The solution - well, the main one, spraying the whole receive solenoid and mechanism with lube. Magically is started working. It seems quite a few bits are improved a lot with a little lube...
There is also a timing adjustment ("range finder") which was needed, and we needed to tweak a few times to get clean printing without mis printed characters.
The good news is the printing just worked, which is amazing.
Trying to date the printer, and looking at ASCII specifications, the typewheel and keyboard have ↑ and ← characters which are only in the 1963 standard, dropped by 1965. It does rather date the machine to around when I was born!
The keyboard and typewheel are also a tad special - the manual shows the letter owe and the digit zero as uncrossed, basically they look about the same. But this machine has cross letter owe, which is unusual. It seems IBM started using crossed letter owe and uncrossed zero but dropped that after a few years, so this again dates this as a very early machine, but with slightly special IBM style keyboard and printwheel!
ASR33's are rate, but this is more so, it seems!
The paper tape punch was actually really quite useful for debugging as well. Trying to get the range finder right was easier when seeing the bit patterns, and how they have gone wrong, rather than trying to work out from the mis-printed characters - even with a good understanding of ASCII.
As I said, parity is just the keyboard, everything else is just 8 bits transparently handled which allows one to send 8 bit serial data that is not valid even parity to just punch "as is".
Unfortunately this was not working - apart from a blown fuse (not that surprising), it has a broken resistor. So one ordered from RS, and we'll get that working soon. With any luck it will just work too.
This is one area where the reader is linked to the distributor using contacts and solenoids rather than mechanical linkages like the keyboard.

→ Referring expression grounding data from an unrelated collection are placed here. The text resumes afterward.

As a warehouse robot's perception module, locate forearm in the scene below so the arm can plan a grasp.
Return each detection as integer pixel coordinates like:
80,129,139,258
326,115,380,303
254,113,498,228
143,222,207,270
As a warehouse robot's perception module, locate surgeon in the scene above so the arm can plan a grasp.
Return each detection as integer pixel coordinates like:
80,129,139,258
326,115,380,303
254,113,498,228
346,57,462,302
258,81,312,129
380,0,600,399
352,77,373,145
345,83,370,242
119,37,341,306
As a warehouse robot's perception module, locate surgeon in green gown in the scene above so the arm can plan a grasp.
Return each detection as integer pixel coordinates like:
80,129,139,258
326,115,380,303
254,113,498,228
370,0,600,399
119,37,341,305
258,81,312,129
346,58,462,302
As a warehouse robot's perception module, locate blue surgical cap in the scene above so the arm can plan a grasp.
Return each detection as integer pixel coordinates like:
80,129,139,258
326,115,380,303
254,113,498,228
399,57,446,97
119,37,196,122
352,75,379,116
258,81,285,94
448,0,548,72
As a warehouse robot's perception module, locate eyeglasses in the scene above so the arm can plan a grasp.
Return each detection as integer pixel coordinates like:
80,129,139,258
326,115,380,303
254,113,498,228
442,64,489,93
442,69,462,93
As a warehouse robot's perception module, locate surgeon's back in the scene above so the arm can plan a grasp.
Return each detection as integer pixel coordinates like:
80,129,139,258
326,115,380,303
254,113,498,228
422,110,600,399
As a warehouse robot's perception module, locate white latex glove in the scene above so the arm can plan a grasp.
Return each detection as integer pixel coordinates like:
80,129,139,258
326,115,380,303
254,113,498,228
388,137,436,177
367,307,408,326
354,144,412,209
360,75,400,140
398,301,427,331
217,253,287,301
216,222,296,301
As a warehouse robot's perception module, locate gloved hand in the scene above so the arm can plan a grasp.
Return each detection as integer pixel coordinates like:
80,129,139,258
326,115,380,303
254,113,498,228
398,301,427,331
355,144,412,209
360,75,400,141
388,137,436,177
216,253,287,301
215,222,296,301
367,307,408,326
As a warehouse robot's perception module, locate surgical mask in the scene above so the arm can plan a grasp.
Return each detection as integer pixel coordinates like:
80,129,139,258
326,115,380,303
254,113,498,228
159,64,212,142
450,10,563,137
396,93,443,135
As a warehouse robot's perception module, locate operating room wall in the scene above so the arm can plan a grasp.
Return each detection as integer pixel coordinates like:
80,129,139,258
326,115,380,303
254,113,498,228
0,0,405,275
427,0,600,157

Update:New wound 50W resistor from RS and it works, but oddly only in local mode. I am unsure if that is intentional or not.
There is a lot to adjust, and we think we finally have the keyboard working with no run-on NULLs, and the printer working with the right range finder settings. The print paper feed is slipping, so I'm trying to work out how to make that tighter to the paper and may have to strip it down.
Update: print feed OK now - more lube :-)
The case needs fitting, and I need to print some knobs, but then it should be quite good. The plan then is to WiFi it up, allowing it to be operated over MQTT. More on that in the next blog on the ASR33.